At the edge of the small wood, she paused and half-turned to say over her shoulder. “I was serious about meeting your wife. I have a new recipe I’m going to be trying out, and I’d love to have her sample it for me and give me her opinion. And I’d love to have both of you as my guests for lunch sometime.” She waggled her fingers in parting and walked away with as much speed as she could manage without losing her dignity entirely.
Her mother had long told her that she had a distressing tendency to defy authority and that it was going to get her into trouble someday. She had always considered that to be her mother’s reaction to Jesse’s youthful rebellion, but lately she had begun to wonder if her mother didn’t have a point. Especially considering the number of times she had been threatened with arrest recently, while doing nothing more than speaking her mind.

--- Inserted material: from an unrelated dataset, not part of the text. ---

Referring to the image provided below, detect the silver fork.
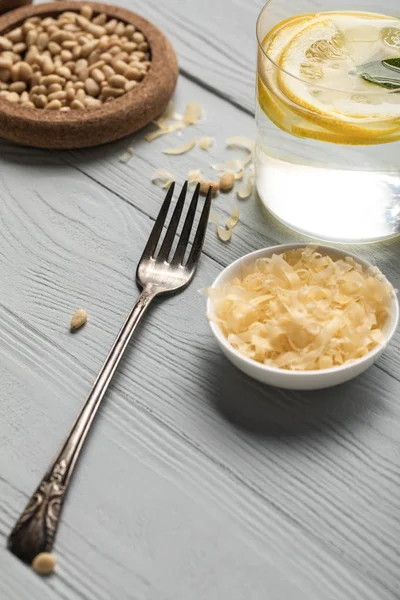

As a child, she had done things like that all the time. Perhaps, at fifty she should reconsider her approach. Her other choice was to, in Sheriff Tyler’s words, stop meddling in things that didn’t concern her. But that wasn’t going to happen. Not when it meant standing by and watching someone bully her mother, even when that someone was the sheriff.
And not when it meant doing nothing while Vivian’s world fell apart one more time. Jesse might be helpless, in the end, to stop the train wreck that was bearing down on them all. But that didn’t mean she wasn’t going to try, regardless of what might happen along the way.
Maybe she could just poke the bear a little less often and sneak around a little bit more. Tiptoeing lightly through situations wasn’t something she had ever been terribly good at, but with enough practice, she might improve. It was certainly worth a try. A little more sugar, a little less spice.
By the time Jesse finished her pep talk, she had arrived at the last series of gardens before reaching the back terrace. Looking up, she saw Bliss and Marla Murphy walking down the terrace steps toward her. Bliss was biting her lip. Marla held a plastic bag with what looked like a gray suit folded inside and wore a somewhat thunderous frown on her usually pleasant face.